2 : Kereta Arwah

18 5 0
                                    

Saat ini Sarah sedang duduk di kursi kantin ditemani Brian dan juga Isabella. Ia terlihat kikuk dan tak berani membuka pembicaraan, padahal sudah cukup lama mereka bertiga terdiam bersama. Di tengah keheningan itu, tiba-tiba pintu dari arah gerbong depan terbuka. Seorang pria paruh baya dengan kumis tipis dan rambut gondrong berjalan ke arah mereka.

"Jadi ada apa ini?" ucap suara beratnya.

"Brian salah membawa jiwa," jawab Isabella. "Dia membawa masuk arwah yang masih hidup."

"Kasus mati suri, ya," gumam pria paruh baya itu. Ia masih berdiri dan tampak sedang berpikir. "Kapan terakhir kali kita kedapatan kasus seperti ini, Isabel?"

"Ratusan tahun lalu," jawab Isabella.

"Kita hanya perlu membawanya kembali kan, Aiden?" tanya Brian pada pria paruh baya bernama Aiden itu.

"Tidak semudah itu, Bri," balas Aiden. "Pertama-tama aku harus lapor pada pimpinan."

Aiden hendak pergi lagi, tetapi Brian menarik tangannya. "Apa bocah Sadjiwa itu ada di sini sekarang?" Wajah tenang Brian tampak panik kali ini.
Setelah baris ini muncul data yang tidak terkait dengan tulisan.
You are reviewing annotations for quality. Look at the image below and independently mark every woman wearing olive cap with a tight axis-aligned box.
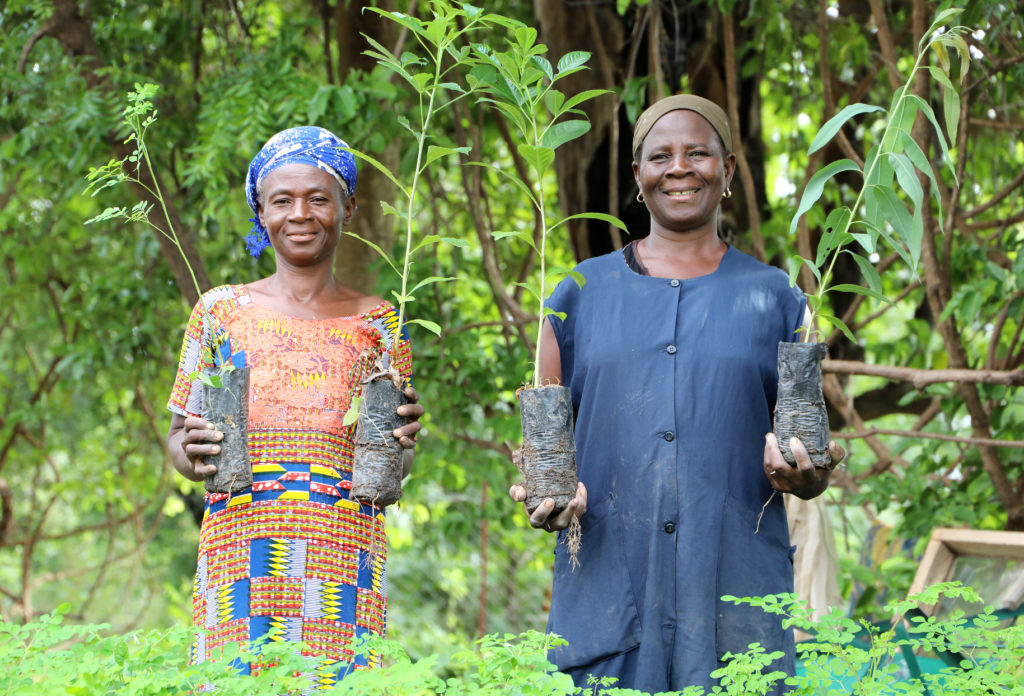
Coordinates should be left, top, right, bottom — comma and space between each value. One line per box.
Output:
510, 95, 843, 693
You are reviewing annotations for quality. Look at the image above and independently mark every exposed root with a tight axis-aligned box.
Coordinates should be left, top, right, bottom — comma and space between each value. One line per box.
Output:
754, 488, 778, 534
562, 515, 583, 570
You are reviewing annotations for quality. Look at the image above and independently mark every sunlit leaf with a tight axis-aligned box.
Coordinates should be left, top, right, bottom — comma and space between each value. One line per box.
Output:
790, 160, 860, 234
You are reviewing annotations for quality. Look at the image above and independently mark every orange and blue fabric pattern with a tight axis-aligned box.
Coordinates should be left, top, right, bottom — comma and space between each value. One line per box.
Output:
168, 286, 412, 689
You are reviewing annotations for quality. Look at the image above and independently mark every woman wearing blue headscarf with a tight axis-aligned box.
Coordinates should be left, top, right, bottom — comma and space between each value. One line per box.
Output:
167, 126, 423, 687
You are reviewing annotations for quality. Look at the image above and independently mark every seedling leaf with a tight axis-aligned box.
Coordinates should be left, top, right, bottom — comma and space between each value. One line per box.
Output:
406, 319, 441, 336
807, 102, 885, 155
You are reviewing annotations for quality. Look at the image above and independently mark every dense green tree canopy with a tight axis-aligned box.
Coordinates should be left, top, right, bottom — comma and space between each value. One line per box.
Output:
0, 0, 1024, 650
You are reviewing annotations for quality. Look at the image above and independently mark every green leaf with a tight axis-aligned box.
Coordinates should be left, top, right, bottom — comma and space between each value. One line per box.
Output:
790, 160, 860, 234
557, 51, 590, 75
492, 229, 541, 254
918, 7, 964, 52
814, 206, 853, 268
846, 250, 888, 302
381, 201, 408, 220
406, 319, 441, 336
85, 208, 128, 225
341, 396, 362, 427
541, 120, 590, 149
516, 143, 555, 174
530, 55, 555, 80
554, 89, 613, 117
423, 145, 472, 168
906, 94, 959, 185
828, 282, 892, 304
807, 103, 885, 155
889, 153, 925, 208
409, 275, 455, 295
818, 313, 860, 344
548, 213, 630, 234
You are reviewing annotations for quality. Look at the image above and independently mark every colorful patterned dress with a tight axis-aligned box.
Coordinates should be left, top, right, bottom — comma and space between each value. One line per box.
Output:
168, 286, 412, 687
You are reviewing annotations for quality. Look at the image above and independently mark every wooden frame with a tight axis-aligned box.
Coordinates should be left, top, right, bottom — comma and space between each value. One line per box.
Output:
910, 528, 1024, 616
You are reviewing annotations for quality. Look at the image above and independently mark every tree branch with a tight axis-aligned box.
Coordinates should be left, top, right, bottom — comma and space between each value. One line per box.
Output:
722, 12, 766, 263
830, 428, 1024, 448
821, 359, 1024, 389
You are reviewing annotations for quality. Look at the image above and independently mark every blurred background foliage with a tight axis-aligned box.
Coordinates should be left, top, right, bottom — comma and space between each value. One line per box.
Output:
0, 0, 1024, 656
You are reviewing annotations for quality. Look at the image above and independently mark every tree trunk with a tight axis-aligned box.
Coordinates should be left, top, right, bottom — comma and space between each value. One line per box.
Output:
334, 2, 401, 294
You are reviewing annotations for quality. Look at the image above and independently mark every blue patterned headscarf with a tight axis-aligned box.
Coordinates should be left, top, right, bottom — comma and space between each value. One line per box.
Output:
246, 126, 355, 257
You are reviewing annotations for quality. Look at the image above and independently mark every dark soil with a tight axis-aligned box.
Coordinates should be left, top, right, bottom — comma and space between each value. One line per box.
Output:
203, 367, 253, 493
351, 375, 409, 508
519, 385, 577, 516
775, 343, 830, 468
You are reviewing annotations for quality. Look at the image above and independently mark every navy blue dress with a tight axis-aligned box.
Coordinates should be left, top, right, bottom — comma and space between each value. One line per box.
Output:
548, 247, 805, 693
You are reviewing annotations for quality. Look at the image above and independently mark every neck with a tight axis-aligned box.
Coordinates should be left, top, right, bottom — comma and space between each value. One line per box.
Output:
267, 263, 340, 303
642, 225, 725, 259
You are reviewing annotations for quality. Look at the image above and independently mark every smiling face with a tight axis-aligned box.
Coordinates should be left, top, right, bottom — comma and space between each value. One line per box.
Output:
259, 164, 355, 266
633, 110, 736, 232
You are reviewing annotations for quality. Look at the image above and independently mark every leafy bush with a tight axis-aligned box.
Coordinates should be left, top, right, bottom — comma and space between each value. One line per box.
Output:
0, 582, 1024, 696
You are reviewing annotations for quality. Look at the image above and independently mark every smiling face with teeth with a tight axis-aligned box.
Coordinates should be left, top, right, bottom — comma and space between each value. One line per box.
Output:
633, 110, 736, 236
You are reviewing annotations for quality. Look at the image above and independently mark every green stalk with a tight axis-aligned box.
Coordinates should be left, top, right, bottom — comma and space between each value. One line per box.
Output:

"Ya, saat ini kereta arwah bergerak atas kehendaknya. Sebab itu aku ada di sini sekarang, bukan di kursi kemudi lokomotif," jawab Aiden.

"Apa kita tidak bisa memikirkan masalah ini sendiri dulu sebelum melibatkan orang itu?" tanya Brian lagi.

Isabel menarik Brian, lalu membantingnya ke lantai dan duduk di atas tubuhnya. "Pergilah, Aiden. Brian urusanku."

Aiden tersenyum. Sejenak ia menatap ke arah Sarah. "Mari ikut saya, Nona. Maaf membuat anda kurang nyaman."

"E-enggak apa-apa." Sarah berjalan di belakang Aiden, melewati Brian yang sedang memberontak, tetapi tak bisa. Sepintas ia melirik ke arah Isabella. Pandangan wanita itu benar-benar dingin tanpa ampun.

Sarah terus melangkah hingga memasuki pintu gerbong di depannya. Namun, langkahnya berhenti sejenak dengan mata membulat utuh ketika menatap sebuah taman berukuran gerbong kereta dengan kolam air mancur bundar di tengah-tengahnya. Rumput di gerbong itu terasa sangat nyata seolah memang rumput asli. Langitnya tak memiliki atap sehingga ia mampu melihat langit cerah di atasnya, tetapi masih ada jendela yang menandakan bahwa saat ini ia masih berada di dalam kereta.

Melihat eskpresi Sarah, Aiden tersenyum. "Gerbong lima ini adalah taman yang menjadi tempat bersantai para staff dan juga beberapa arwah, di sini tempat yang damai."

"Kenapa antara langit dan jendela enggak sinkron? Langitnya cerah, tapi di luar jendela gelap?" tanya Sarah.

"Apa yang berada di dalam kereta ini berbeda dengan apa yang berada di luar. Saat ini kita sedang di dalam dimensi yang menghubungkan antara dunia manusia dan dunia mimpi," jawab Aiden.

"Dunia mimpi?" tanya Sarah memicing.

"Ya, tempat di mana semua mimpi manusia saling terhubung," jawab Aiden. "Ada empat alam yang menjadi jalur kereta arwah, yaitu alam dunia, alam mimpi, alam durjana, dan alam suratma. Nanti setelah mengantar para penumpang kereta ini ke alam suratma, baru kereta arwah akan bergerak menuju alam dunia dan mengembalikan anda, Nona."

Sebelum Sarah berkomentar, tiba-tiba suasana gelap di luar berubah menjadi terang seolah ada sebuah transisi yang tajam antara malam ke siang. Matanya kembali membulat utuh ketika melihat hamparan awan seperi sedang menaiki pesawat terbang. Ia menunjuk ke arah jendela. "Itu ... awan?"

Aiden tersenyum. "Ya, itu awan."

Sarah berjalan cepat ke sisi kanan gerbong taman dan menatap keluar. Ia tertawa kecil menyaksikan pemandangan di luar. Di saat ia sedang terpana dengan keindahan pemandangan, tiba-tiba seekor ikan paus raksasa melompat keluar dari hamparan awan dan kembali menyelam seperti di laut.